Por ahora uno puede ir a una calle en Hong Kong y gritar “abajo el Partido Comunista”. Pero si se aprueba la ley de extradición, China puede decidir que alguien es un fugitivo, así de arbitrariamente, sin otro fundamento jurídico pues en China no rige un Estado de Derecho pleno. Por supuesto hay leyes pero al gobierno le resulta fácil imponer cargos contra sus enemigos y hacer que gente desaparezca literalmente como ya ha sucedido en territorio chino. Si China decide considerarte una amenaza será arriesgado visitar la ciudad. 
Lo cual es triste pues Hong Kong es de las ciudades más hermosas y de los núcleos internacionales más asombrosos. Extranjeros, locales, gente de todo el globo se reúne y disfruta de un estilo de vida increíble en una ciudad fantástica, es quizá la ciudad más importante de toda Asia.
Nada de ésto es un menosprecio a China, cuyos ciudadanos, forma de vida y opiniones son merecedoras de profundo respeto.

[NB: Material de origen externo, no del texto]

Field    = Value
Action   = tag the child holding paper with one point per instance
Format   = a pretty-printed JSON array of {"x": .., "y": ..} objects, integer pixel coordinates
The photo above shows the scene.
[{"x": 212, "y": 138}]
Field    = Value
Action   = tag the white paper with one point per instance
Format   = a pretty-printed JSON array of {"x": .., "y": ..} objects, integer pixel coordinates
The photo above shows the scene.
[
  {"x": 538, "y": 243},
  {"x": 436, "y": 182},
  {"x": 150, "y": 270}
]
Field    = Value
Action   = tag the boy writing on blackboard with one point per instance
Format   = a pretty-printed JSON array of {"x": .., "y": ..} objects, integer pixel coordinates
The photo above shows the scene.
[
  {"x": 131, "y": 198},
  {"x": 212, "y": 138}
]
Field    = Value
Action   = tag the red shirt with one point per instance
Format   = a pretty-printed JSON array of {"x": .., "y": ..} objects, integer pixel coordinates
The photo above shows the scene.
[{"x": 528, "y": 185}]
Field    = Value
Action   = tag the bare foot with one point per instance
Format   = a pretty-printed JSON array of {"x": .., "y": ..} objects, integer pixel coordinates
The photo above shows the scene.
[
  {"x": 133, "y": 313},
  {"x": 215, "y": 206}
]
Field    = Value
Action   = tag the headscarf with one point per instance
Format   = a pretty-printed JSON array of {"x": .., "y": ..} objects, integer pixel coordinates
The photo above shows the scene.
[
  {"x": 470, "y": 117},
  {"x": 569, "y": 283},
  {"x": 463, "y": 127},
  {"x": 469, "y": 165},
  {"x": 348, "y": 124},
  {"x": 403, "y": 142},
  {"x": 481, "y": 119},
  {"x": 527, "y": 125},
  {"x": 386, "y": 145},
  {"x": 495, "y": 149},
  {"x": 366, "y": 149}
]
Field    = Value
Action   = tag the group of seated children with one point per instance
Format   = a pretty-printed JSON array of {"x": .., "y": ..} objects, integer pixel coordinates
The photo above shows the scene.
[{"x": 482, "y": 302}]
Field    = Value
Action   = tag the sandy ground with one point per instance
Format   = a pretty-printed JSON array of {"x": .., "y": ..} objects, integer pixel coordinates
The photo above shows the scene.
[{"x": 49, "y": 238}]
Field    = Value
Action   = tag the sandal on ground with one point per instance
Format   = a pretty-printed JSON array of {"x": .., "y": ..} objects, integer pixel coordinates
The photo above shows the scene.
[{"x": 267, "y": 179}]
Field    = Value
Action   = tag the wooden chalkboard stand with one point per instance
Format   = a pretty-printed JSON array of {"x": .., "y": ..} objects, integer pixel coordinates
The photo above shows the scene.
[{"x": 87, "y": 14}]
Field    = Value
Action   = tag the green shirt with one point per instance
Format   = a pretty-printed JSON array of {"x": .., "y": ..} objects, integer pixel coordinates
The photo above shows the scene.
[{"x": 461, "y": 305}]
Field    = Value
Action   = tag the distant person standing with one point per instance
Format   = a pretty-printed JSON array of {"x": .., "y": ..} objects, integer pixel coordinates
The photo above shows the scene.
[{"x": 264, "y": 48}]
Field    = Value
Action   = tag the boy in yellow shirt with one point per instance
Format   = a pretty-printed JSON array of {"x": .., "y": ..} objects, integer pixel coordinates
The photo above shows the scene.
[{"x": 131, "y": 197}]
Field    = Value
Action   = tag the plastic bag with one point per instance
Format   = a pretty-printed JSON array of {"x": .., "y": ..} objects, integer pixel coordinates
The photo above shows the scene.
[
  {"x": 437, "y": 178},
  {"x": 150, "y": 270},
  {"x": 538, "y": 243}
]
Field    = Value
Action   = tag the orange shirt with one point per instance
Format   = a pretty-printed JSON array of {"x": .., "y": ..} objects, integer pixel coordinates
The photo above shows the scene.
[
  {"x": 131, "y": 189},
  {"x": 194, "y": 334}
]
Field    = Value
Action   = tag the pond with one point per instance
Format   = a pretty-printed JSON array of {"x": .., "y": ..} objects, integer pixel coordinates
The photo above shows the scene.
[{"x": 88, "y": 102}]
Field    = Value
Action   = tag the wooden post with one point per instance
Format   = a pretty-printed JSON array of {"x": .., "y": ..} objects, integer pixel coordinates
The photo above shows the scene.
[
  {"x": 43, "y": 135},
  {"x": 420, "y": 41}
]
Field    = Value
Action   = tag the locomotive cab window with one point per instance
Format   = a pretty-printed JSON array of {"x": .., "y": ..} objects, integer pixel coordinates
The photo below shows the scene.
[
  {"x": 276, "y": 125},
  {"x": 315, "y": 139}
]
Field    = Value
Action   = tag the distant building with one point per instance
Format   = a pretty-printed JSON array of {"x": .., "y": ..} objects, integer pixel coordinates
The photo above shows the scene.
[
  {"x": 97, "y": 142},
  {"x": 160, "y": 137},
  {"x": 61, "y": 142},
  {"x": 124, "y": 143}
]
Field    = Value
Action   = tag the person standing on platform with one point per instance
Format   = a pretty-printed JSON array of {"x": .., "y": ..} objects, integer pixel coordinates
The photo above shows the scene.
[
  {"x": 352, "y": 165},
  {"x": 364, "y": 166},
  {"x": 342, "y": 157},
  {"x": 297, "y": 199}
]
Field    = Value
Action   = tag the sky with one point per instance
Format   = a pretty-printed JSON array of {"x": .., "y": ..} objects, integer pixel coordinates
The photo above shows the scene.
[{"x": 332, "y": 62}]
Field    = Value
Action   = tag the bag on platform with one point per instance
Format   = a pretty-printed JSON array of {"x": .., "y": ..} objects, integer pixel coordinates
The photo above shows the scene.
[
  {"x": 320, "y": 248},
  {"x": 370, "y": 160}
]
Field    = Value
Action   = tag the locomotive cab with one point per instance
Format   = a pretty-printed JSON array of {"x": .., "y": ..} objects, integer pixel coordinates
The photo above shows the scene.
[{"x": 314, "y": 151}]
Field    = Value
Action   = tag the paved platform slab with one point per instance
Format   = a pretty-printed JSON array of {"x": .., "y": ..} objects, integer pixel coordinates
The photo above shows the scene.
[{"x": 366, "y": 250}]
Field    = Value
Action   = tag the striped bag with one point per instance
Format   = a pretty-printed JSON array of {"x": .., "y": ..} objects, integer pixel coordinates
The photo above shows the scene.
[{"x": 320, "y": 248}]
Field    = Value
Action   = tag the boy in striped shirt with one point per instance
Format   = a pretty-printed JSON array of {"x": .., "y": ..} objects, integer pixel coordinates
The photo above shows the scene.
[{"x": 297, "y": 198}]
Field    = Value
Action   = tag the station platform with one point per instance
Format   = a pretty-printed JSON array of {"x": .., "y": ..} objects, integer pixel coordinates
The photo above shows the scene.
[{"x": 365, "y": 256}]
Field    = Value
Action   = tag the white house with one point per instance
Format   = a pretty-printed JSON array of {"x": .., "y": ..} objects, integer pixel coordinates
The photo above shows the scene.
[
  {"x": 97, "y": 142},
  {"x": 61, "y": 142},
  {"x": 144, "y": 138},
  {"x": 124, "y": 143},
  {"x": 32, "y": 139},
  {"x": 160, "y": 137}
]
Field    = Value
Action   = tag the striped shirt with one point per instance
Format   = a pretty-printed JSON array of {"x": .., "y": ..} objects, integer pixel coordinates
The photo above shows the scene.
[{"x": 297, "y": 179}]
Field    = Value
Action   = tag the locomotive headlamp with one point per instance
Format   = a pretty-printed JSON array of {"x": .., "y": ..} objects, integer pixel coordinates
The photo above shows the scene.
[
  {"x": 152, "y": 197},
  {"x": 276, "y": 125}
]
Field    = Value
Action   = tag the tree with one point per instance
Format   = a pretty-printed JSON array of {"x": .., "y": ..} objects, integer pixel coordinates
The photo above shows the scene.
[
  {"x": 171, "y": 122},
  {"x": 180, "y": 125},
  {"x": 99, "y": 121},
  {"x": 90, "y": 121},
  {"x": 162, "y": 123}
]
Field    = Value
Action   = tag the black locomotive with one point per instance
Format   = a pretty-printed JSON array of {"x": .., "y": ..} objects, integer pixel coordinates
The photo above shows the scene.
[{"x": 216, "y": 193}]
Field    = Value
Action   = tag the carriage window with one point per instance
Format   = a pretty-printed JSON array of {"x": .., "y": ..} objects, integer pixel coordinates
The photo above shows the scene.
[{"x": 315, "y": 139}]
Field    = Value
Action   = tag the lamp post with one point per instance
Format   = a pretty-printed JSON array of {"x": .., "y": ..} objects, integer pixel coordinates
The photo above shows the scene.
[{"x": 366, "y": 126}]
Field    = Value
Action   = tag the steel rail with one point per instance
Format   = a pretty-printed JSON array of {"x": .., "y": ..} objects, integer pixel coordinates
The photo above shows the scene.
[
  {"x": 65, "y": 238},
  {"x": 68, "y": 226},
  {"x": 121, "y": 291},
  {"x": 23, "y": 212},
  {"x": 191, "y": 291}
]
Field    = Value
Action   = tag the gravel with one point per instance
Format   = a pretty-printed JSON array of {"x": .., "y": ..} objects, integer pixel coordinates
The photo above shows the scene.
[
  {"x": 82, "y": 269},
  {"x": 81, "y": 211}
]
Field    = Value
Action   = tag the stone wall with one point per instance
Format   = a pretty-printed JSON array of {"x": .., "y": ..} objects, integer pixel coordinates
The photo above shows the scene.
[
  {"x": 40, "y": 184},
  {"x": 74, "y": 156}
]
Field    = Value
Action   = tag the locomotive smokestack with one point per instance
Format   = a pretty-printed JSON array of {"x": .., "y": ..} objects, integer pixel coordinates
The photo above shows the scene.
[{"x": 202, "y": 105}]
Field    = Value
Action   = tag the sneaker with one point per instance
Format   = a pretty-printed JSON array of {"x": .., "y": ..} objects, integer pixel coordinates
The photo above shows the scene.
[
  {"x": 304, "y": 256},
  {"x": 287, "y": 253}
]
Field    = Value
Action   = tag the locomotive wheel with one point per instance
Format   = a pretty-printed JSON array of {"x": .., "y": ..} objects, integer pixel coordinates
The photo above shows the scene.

Lo que se cuestiona son las son las tácticas coercitivas de un gobierno que pretende a toda costa cercenar la libertad de expresión junto con cualquier disensión o pensamiento crítico como otras veces ha ocurrido, la más trágica de ellas sin duda la masacre de la Plaza de Tiananmen. 
Así pues, sólo he intentado señalar los contrastes que ayuden al público occidental a entender lo que ocurre en ese lugar tan especial de Asia.

Este artículo se basa (es prácticamente una traducción) en la perspectiva de Winston Sterzel. Winston lleva viviendo 14 años en china y tiene un canal, Serpentza, donde invita a conocer en profundidad el estilo de vida chino.